Let $G$ be a finite group of order $n$, and $R$ a ring on which $n$ is invertible. Is taking $G$-invariants an exact functor on the category of $R[G]$-modules?

Answer 1

Here is a slightly different way to think about Nesos's answer. The $G$-invariants functor is naturally isomorphic to the functor $\operatorname{Hom}_{R[G]}(R,-)$ where $G$ acts trivially on $R$, since an element $m\in M$ is invariant iff the $R$-module map $R\to M$ sending $1$ to $m$ preserves the action of $G$. So we want to know whether the functor $\operatorname{Hom}_{R[G]}(R,-)$ is exact.

This Hom-functor is exact iff $R$ is a projective $R[G]$-module. Now note that there is surjection of $R[G]$-modules $R[G]\to R$ which sends each $g\in G$ to $1$, and this is split by the map $R\to R[G]$ which sends $1$ to $\frac{1}{|G|}\sum_{g\in G}g$. So $R$ is a direct summand of the free module $R[G]$, and hence projective. Thus the functor $\operatorname{Hom}_{R[G]}(R,-)$ is exact.

Answer 2

In general taking $G$-invariants is left exact. To show exactness, it suffices to show that it takes surjections to surjections.

Ie, given a surjection of $R[G]$-modules $\varphi : M\rightarrow N$, we want to show that $\varphi^G : M^G\rightarrow N^G$ is also surjective.
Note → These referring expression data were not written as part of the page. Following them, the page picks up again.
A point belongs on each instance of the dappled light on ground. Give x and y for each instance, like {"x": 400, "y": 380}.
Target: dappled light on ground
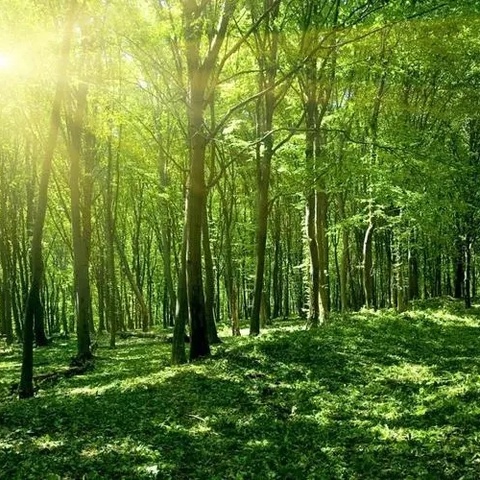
{"x": 372, "y": 395}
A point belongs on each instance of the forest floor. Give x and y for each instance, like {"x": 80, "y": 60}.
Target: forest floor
{"x": 370, "y": 396}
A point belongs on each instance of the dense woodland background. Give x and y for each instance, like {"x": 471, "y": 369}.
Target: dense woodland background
{"x": 194, "y": 162}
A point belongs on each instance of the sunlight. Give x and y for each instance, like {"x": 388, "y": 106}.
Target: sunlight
{"x": 5, "y": 62}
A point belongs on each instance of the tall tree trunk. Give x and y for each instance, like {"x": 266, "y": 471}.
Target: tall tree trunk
{"x": 34, "y": 307}
{"x": 368, "y": 266}
{"x": 181, "y": 315}
{"x": 267, "y": 52}
{"x": 345, "y": 257}
{"x": 209, "y": 283}
{"x": 83, "y": 305}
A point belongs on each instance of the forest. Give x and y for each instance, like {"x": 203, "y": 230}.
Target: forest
{"x": 238, "y": 239}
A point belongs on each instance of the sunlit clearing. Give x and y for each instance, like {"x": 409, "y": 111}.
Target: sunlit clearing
{"x": 5, "y": 62}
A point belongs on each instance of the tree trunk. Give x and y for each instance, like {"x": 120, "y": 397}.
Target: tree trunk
{"x": 34, "y": 309}
{"x": 368, "y": 266}
{"x": 209, "y": 284}
{"x": 83, "y": 305}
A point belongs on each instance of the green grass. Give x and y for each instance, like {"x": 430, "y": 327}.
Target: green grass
{"x": 370, "y": 396}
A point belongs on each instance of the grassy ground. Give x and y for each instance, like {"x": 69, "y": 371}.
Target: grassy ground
{"x": 371, "y": 396}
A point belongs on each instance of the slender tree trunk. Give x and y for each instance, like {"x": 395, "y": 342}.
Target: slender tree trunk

As pointed out by darij grinberg, $M^G$ (resp $N^G$) is just the image of the self map $f_{G,M} : M\rightarrow M$ given by $m\mapsto\frac{1}{|G|}\sum_{g\in G}gm$. From the definition of this map it's clear that $\varphi^G \circ f_{G,M} = f_{G,N}\circ\varphi$, but since $f_{G,M},f_{G,N},\varphi$ are surjective (viewing $f_{G,M},f_{G,N}$ as functions $M\rightarrow M^G$ and $N\rightarrow N^G$), it follows that $\varphi^G$ is also surjective.)

Alternatively, if you want to hit this with a hammer, the answer follows from Theorem 7.3.1 of Ribes-Zalesskii's book Profinite Groups.